Warning shots fired at inter-Korean border as military tensions flare
- North Korea said its artillery launches on Monday were in response to the South firing at a merchant ship off the peninsula’s west coast
- Their poorly marked sea boundary is a source of long-running skirmishes and violence, including two attacks in 2010 that killed 50 people

North Korea’s military said its coastal defence units responded by firing 10 rounds of artillery warning shots towards its territorial waters, where “naval enemy movement was detected”. It accused a South Korean naval ship of intruding into North Korean waters on the pretext of cracking down on an unidentified ship.

There were no reports of fighting, but the sea boundary off the Korean peninsula’s west coast is a source of long-running animosities.
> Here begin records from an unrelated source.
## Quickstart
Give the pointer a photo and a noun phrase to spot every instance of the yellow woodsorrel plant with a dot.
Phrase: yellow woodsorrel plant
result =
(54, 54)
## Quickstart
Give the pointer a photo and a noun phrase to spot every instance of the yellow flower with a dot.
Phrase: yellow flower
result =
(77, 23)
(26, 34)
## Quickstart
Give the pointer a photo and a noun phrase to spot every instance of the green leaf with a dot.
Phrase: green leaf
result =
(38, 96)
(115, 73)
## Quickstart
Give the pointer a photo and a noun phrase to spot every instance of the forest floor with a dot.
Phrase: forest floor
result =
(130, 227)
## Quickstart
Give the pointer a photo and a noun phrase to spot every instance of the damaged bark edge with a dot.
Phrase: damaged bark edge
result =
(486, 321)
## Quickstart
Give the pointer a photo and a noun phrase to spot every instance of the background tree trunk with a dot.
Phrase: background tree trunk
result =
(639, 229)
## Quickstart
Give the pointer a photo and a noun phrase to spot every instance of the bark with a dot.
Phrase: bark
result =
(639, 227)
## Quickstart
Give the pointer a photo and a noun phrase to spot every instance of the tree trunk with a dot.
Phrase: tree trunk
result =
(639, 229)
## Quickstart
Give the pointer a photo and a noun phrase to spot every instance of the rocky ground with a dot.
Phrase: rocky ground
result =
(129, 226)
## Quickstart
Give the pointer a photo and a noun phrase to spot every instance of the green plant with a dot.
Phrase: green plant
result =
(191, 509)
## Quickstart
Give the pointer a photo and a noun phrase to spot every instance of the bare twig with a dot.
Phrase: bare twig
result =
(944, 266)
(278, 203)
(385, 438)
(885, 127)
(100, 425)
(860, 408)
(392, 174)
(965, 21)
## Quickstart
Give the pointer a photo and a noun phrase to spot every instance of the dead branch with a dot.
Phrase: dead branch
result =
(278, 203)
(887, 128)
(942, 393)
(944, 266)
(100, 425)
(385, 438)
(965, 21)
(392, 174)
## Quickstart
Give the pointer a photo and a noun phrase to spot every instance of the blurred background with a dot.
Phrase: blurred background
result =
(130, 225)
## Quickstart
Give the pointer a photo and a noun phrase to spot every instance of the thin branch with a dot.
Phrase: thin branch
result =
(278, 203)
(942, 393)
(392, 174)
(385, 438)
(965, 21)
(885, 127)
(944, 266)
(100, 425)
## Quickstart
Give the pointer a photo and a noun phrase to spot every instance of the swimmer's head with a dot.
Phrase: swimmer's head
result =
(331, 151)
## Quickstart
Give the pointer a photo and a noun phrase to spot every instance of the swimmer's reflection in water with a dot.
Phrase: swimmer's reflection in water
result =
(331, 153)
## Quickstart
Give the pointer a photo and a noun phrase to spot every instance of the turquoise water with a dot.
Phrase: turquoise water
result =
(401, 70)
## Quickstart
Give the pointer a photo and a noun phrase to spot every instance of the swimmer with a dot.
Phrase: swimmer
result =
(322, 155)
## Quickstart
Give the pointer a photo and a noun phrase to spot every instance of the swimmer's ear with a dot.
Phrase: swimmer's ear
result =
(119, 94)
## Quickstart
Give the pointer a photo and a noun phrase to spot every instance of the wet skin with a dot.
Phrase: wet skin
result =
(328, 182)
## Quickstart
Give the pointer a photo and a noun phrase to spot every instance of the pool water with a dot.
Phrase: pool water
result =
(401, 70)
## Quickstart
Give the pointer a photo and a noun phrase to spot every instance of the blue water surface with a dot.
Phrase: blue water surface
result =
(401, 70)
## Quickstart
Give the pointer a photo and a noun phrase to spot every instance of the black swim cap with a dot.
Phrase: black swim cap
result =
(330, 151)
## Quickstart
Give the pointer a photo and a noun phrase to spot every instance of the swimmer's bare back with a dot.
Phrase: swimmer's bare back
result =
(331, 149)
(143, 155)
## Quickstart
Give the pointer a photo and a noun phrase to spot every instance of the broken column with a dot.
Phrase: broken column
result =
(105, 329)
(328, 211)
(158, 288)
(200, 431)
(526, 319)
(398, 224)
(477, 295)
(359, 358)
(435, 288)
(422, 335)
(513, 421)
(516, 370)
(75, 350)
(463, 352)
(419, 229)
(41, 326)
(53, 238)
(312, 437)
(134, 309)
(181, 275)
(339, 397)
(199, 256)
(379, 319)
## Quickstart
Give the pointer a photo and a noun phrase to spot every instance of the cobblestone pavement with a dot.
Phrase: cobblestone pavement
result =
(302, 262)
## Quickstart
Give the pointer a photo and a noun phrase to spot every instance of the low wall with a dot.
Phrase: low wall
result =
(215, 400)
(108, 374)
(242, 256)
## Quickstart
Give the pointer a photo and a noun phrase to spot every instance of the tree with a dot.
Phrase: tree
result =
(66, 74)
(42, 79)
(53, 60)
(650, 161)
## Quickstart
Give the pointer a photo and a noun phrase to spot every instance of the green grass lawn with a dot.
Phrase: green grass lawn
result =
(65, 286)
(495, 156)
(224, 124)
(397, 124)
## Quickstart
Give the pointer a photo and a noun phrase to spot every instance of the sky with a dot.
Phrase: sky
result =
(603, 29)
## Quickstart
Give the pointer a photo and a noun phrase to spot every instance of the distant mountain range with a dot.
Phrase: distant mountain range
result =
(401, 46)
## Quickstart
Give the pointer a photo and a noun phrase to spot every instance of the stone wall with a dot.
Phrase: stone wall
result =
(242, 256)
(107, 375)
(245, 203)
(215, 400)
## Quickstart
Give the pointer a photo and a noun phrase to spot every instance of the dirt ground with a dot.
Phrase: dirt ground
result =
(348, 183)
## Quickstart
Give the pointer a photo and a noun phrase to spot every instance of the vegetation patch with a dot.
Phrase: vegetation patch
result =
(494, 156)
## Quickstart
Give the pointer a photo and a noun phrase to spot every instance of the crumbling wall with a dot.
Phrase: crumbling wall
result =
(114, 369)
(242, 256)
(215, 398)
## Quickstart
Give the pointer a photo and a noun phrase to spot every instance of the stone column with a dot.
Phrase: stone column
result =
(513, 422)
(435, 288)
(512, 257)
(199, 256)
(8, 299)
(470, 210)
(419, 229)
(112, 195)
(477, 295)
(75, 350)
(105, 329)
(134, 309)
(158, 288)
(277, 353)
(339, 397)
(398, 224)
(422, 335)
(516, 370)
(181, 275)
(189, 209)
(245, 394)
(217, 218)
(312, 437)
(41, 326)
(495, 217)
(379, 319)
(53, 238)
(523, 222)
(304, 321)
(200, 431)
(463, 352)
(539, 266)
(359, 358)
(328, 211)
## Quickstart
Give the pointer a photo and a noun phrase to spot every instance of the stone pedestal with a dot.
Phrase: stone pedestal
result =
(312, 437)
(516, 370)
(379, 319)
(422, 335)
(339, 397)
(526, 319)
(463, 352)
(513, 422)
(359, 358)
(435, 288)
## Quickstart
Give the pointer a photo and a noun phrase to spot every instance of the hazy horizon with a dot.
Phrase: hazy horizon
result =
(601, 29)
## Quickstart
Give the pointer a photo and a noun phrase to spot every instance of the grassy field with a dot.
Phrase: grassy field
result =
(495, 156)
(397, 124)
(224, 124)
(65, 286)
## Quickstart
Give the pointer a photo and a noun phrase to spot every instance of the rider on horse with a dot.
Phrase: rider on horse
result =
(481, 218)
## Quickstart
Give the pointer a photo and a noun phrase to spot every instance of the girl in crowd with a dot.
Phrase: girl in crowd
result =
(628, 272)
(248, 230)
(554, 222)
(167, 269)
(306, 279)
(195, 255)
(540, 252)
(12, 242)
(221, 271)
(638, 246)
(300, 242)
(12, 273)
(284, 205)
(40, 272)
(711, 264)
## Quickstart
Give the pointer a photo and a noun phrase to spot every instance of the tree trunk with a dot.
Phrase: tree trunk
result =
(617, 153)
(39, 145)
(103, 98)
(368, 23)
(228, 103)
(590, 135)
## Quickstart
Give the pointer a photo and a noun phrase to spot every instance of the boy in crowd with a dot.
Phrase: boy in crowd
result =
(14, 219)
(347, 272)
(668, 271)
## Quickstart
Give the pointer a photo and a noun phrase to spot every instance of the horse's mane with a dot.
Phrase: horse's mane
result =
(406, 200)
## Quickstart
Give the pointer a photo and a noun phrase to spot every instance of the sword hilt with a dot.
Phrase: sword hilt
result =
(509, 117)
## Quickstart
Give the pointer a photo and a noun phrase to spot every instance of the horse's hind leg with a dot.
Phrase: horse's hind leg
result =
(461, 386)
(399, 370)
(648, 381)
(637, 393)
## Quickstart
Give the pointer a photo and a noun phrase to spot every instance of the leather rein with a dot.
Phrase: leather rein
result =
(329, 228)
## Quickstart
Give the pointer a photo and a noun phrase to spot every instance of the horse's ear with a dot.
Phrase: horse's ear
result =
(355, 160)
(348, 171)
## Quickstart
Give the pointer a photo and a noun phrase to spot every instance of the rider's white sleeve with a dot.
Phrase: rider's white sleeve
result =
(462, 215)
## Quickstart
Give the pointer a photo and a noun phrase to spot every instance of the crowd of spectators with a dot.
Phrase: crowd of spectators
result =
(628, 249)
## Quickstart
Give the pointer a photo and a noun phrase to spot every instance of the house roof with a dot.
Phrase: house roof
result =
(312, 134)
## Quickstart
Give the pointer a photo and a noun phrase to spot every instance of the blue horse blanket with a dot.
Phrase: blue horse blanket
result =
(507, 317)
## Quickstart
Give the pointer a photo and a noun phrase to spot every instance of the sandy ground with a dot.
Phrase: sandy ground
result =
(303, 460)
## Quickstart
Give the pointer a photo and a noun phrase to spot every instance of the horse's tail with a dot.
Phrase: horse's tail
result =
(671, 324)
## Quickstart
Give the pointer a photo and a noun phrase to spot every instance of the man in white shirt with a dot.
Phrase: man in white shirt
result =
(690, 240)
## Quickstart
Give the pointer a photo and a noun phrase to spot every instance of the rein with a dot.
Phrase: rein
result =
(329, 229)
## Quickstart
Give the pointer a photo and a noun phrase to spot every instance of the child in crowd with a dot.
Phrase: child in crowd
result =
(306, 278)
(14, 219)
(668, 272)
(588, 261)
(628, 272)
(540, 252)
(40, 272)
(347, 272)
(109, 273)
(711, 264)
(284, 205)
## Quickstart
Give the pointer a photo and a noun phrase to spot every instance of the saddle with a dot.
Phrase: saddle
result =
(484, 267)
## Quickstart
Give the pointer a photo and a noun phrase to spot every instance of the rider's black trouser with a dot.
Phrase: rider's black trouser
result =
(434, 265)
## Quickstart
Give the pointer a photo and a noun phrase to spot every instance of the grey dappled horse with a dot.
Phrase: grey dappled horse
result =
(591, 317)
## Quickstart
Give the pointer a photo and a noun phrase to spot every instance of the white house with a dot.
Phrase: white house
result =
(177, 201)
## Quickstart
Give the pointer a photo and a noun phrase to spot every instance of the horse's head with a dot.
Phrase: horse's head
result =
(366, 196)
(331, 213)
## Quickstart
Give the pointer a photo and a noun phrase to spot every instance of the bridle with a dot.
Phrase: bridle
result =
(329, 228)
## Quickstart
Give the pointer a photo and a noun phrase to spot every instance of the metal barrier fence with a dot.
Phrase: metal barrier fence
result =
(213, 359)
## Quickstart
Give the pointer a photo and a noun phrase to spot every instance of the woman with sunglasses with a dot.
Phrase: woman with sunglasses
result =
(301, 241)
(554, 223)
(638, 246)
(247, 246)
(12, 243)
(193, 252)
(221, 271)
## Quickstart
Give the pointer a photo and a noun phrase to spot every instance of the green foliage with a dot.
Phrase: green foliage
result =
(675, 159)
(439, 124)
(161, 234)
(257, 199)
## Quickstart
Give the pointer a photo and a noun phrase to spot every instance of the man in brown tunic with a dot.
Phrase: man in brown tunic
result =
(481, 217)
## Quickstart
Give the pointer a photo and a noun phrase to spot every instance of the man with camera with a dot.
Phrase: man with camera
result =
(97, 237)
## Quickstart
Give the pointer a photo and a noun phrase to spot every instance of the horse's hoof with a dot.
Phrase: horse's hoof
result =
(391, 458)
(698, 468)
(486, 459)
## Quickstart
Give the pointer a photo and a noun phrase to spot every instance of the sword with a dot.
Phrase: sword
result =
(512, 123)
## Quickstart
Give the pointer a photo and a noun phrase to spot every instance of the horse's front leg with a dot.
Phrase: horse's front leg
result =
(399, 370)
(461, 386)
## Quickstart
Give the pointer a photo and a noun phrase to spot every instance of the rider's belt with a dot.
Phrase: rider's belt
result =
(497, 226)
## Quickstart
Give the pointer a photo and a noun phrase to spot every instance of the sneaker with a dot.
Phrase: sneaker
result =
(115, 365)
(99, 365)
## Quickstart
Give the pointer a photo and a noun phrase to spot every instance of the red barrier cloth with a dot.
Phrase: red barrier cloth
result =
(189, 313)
The American-led UN command drew a boundary at the end of the 1950-53 Korean war, but North Korea insists upon a boundary that encroaches deeply into waters controlled by the South.
Among the deadly events that have happened in the area are the North’s shelling of a South Korean island and its alleged torpedoing of a South Korean navy ship, both in 2010. The two attacks killed 50 South Koreans.
Cheong Seong-chang, a senior analyst at the Sejong Institute think tank, said it was unimaginable for a North Korean merchant vessel to have crossed the de facto maritime border between the two rivals without being instructed to do so.